4. Was ist mit armen Menschen, die anonym beigesetzt werden, was mit Soldaten, die im Krieg fallen und nicht begraben werden können - können sie mit Christus auferstehen, auch wenn sie nicht gemäß kirchlicher Lehre bestattet wurden?

Als "eine heikle Geschichte", empfindet Gerold Eppler vom Kasseler Sepulkralmuseum die entsprechenden Stellen in der neuen Instruktion aus dem Vatikan. "Eigentlich müsste die Kirche damit kein Problem haben." Denn anonyme Gräber gehören zur Kirchengeschichte dazu, waren im Mittelalter oder der frühen Neuzeit sogar weit verbreitet, weil sich nur die wenigsten Menschen eine persönliche Grabstätte leisten konnten. Und Kriege mit Toten auf dem Schlachtfeld gab es leider Gottes zu jeder Zeit.

Brauchtumsforscher Manfred Becker-Huberti beschwichtigt: "Eine kirchliche Anordnung kann Gott nicht binden und gilt sicher auch nur für einen Normalfall. Wer mit Christus aufersteht, bestimmt Christus. Und wer durch Krieg oder sonstiges Unglück um sein Leben kommt und nicht ordnungsgemäß begraben werden kann, steht außerhalb der kirchlichen Regelung."

5. Wenn ich bewusst eine andere Art der Beisetzung als eine konventionelle Erd- oder Urnenbestattung wähle, bin ich dann kein Christ mehr?

Auch in den letzten Dingen drückt sich eine Zugehörigkeit zu einer Glaubensgemeinschaft aus, betont Kunstpädagoge und Steinbildhauer Gerold Eppler. Streng gläubige Juden und Muslime etwa lehnten eine Feuerbestattung und die anschließende Beisetzung in einer Urne ab. Die Instruktion der Kirche stelle insofern so etwas wie eine "Orientierungshilfe" für Katholiken dar. Letzten Endes müsse jeder für sich persönlich die Sinnfrage beantworten, sagt der kommissarische Leiter des Sepulkralmuseums in Kassel.

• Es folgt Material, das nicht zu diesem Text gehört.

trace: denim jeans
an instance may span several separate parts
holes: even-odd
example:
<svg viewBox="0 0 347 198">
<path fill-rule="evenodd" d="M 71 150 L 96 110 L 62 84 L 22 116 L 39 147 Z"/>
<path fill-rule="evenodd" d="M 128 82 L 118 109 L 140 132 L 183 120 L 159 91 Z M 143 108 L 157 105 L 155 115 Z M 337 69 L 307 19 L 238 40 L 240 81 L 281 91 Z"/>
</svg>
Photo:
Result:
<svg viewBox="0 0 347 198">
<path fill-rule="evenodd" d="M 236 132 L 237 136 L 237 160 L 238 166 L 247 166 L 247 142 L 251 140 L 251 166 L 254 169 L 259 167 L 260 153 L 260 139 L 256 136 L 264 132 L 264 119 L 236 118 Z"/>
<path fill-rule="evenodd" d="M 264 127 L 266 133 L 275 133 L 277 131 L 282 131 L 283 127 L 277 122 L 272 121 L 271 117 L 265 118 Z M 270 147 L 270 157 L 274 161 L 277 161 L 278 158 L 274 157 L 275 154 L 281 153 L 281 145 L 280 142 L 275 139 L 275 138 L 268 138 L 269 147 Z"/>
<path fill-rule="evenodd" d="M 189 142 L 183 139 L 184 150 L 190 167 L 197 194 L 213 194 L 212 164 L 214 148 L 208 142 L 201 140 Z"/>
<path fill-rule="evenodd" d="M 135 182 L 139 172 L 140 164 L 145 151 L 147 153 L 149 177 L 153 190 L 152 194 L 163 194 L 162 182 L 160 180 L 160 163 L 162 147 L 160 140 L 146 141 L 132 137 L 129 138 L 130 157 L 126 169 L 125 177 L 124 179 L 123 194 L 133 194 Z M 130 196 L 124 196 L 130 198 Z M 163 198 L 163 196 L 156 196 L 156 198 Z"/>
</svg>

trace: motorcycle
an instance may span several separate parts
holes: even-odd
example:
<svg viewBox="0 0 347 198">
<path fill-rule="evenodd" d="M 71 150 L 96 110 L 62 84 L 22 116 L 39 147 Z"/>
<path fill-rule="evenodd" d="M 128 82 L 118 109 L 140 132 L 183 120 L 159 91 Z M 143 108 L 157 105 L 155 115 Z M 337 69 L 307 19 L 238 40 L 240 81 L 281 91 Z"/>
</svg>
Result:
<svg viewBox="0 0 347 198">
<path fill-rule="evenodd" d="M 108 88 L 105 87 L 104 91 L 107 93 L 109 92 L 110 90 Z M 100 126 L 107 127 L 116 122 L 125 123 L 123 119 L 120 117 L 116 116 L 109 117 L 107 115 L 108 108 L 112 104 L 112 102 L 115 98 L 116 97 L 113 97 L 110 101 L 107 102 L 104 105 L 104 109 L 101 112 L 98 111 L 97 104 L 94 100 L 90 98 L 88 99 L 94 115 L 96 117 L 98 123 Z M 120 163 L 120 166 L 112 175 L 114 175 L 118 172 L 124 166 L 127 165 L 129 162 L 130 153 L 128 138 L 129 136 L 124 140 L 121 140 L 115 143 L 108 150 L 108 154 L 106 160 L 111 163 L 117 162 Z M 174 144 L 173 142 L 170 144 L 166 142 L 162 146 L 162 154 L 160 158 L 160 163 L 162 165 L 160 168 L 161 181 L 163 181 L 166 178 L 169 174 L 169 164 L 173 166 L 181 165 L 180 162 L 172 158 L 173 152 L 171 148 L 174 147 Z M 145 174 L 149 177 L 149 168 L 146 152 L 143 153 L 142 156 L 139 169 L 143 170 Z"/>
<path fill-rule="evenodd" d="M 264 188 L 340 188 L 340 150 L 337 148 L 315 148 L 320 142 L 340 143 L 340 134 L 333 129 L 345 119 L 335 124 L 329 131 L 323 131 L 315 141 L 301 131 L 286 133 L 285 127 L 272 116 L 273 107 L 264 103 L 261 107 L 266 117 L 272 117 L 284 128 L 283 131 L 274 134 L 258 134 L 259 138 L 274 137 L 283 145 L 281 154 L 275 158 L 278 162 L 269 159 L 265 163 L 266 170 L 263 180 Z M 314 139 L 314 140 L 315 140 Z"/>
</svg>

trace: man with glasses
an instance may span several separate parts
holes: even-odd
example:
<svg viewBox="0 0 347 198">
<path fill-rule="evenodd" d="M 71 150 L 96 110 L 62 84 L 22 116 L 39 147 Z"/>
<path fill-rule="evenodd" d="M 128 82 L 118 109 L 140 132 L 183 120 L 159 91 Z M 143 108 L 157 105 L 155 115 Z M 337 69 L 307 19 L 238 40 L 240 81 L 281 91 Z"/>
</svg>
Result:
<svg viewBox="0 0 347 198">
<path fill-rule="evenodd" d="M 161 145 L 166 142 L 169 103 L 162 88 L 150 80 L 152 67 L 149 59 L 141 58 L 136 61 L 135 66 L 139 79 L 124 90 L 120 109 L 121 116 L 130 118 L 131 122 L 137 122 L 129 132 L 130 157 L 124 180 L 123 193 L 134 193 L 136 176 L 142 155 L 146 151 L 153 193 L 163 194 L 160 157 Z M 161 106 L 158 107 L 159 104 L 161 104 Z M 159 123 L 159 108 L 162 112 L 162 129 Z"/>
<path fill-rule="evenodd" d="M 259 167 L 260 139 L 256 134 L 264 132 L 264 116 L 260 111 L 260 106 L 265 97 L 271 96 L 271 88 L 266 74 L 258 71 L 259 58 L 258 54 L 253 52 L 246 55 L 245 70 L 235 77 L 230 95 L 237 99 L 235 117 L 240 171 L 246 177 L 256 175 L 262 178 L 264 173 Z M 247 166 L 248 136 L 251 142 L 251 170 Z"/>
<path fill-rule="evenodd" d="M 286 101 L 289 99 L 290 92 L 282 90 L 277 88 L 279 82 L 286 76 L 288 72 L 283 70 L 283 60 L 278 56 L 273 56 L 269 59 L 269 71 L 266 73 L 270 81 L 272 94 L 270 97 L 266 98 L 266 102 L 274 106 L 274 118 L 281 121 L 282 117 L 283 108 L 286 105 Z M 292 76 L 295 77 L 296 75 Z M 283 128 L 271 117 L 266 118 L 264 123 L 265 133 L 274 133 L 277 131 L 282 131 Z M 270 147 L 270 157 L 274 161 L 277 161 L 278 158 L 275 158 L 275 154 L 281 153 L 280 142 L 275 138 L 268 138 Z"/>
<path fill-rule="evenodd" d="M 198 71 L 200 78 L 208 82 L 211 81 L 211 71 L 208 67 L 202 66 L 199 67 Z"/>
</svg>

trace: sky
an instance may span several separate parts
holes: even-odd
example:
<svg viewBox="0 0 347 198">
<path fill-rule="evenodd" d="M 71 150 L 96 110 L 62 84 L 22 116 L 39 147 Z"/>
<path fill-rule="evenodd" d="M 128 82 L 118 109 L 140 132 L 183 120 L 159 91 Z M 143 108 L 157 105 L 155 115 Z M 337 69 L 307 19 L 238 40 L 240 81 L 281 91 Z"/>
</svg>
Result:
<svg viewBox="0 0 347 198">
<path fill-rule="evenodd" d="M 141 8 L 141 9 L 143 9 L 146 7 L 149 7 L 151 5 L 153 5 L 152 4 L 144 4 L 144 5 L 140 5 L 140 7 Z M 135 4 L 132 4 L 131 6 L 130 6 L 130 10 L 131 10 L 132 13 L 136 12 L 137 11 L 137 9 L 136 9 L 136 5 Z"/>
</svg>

"Wenn ich bewusst eine andere Form der Beisetzung als die kirchlich gewollte wünsche, um damit die Auferstehung auszuschließen, grenze ich mich bewusst von der Kirche und ihrer Lehre ab", betont Brauchtumsforscher Manfred Becker-Huberti. "Dann ist es auch konsequent, wenn mir das kirchliche Ritual vorenthalten wird." Er fügt hinzu: "Wenn ich die Auferstehung nicht akzeptiere, bin ich kein Christ mehr, weil ich es nicht mehr sein will."